A new £1.8m ETI project aims to build confidence in bunker saving tech. File Image / Pixabay
The Energy Technologies Institute (ETI) has launched a new £1.8 million ($2.49 million) that aims to assist financiers to understand and quantify the benefits in investing in bunker saving technologies for both existing and future marine vessels.
The Vessel Technology Assessment System (VTAS) project is being led by BMT Group in partnership with Black & Veatch.
John Buckingham, BMT
this project will allow us to explore the options and provide independent evidence that stakeholders can trust to make an informed decision
"There is a choice of [energy saving devices] ESDs within the commercial shipping market such as flettner rotors, high efficiency propellers and wingsail technologies and yet, the uptake to date has been somewhat slow, due to the perceived technical and financial risks of implementing these technologies," says John Buckingham at BMT.

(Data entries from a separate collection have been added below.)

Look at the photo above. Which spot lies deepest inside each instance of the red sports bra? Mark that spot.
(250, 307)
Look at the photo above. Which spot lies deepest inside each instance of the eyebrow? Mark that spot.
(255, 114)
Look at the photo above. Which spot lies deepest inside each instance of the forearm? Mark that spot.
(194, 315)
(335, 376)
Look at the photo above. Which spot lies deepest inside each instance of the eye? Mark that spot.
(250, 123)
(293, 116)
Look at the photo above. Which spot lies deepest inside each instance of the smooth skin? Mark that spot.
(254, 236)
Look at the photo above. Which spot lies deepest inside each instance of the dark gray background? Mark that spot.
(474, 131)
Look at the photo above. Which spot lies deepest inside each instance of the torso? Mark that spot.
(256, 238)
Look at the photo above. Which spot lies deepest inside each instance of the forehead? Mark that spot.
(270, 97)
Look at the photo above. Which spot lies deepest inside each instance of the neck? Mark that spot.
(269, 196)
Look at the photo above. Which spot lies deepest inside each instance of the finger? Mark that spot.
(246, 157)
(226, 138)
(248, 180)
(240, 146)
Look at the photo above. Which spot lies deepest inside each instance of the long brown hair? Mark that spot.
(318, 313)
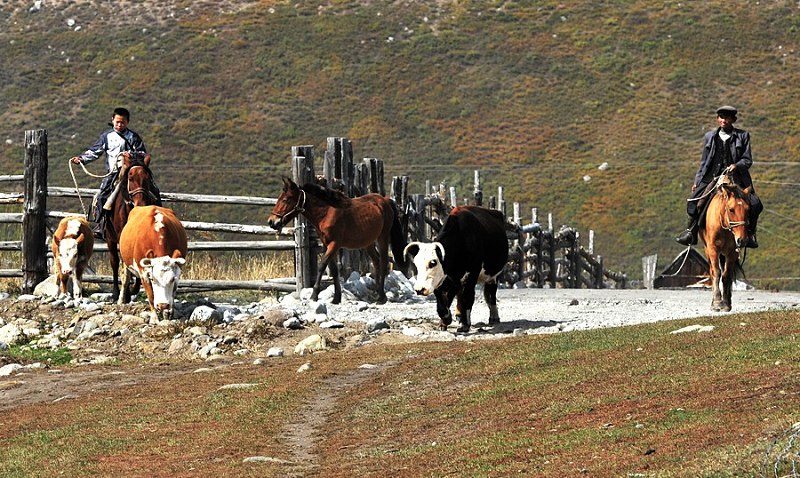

"Through improved ship-based modelling, assessments and data validation, this project will allow us to explore the options and provide independent evidence that stakeholders can trust to make an informed decision."
David Butler, Project Manager, commented: "We hope that this project will help to tackle the market barriers that currently exist which limit the uptake of cost-effective fuel efficiency technologies. Combing this project with our current £10m portfolio of demonstrations in the areas of flettner rotor sails, high efficiency propulsion systems and new waste heat recovery technology, will help us reach our target of a 30% improvement in fuel efficiency for marine vessels."